Friday, September 14, 2018

More Tips for Your Tool Box - Understanding Personalities

I know I write about personalities a lot in my blog, but I strongly believe if you not just comprehend different personalities, but realize how they can affect you directly when you're competing, it will give you an advantage over your opponents.  And as you all know, I love it when you all add more tools to your toolbox!

I'm sure a lot of you have heard of Myers-Briggs. I have written about it a couple of times myself.

Long story short,
The Myers–Briggs Type Indicator is an introspective self-report questionnaire with the purpose of indicating differing psychological preferences in how people perceive the world around them and make decisions.
Leadership books teach us you shouldn't treat someone as you would want to be treated.  Instead, you find out their personality (or Myers-Briggs Type) and then treat them based on that.

I realize as I write this out that some of you will be surprised to hear this because it goes against what we've heard for years, "you should treat people how you want to be treated."  But, nope, that isn't really the best thing to do.

So, let me give you one example I can think of right off the top of my head.
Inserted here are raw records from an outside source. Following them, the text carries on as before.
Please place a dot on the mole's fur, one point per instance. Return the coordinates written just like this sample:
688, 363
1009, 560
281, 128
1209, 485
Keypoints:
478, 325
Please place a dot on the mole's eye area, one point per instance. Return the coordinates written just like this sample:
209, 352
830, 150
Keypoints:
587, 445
If you are a supervisor and one of your employees gets an award, how do you give them that award? Myers-Briggs says based on their personality determines how you should give them the award. Some people are fine with getting an award in front of others; they like the accolades and they like being respected by their peers. Other people, however, do not like the attention and they would prefer to get the award handed to them maybe in their office, so as it's not in front of everyone drawing attention to them.
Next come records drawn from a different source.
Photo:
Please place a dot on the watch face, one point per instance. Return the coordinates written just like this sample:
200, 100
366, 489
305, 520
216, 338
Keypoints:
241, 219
You can see the opposite ways people handle accolades. So, if you were to treat others as you want to be treated, the way you give the award would based on your feelings, not theirs. What you should do instead is to find out how best they would like to receive an award.

So, how does this all relate to competing, Melinda?

I'm glad you asked!

Well, if you're lucky enough to be aware of or already know an opponents' personality ahead of time, then when you play them you can use that knowledge to not let their reactions or emotions bother you.  Let me be specific.  Extroverts can be loud, talk a lot, verbally show their emotions when they are upset (or happy) and those things can be distractions.  Many of us assume they are directing their words directly at us personally.  But in reality, that's just the way they are.  It's not personal.  It's not directed towards you, they are just that way all the time.

Therefore, knowing that their actions/words are not personal to you is a huge advantage.  It will allow you to focus on playing your best, instead of stealing mental energy away from you by getting upset because they are talking too much or you think they are upset with you personally.

Myers-Briggs will also tell us if I, you, or others are a "feeler" or a "thinker."  If you play someone who is a feeler and you upset them, their reaction is going to be completely different than someone who is a thinker.  Thinkers don't usually take things personal and don't think about the issue again.  Feelers will hold on to even the slightest bothersome thing and let it affect them.

Again - how does this help you?  This helps you because if someone reacts in a certain way it's usually not because of something you have done, but it's more so their personality that brings out their attitude.

Some people can be extremely mad on the inside, but you'll never see it on the outside because they just don't show it. But if they do show it, and you know they are an extrovert or a feeler, then you can use that as a tool to not react to how they are acting, realizing that this is just their personality.

I hope this helps you in your pool journey, peeps!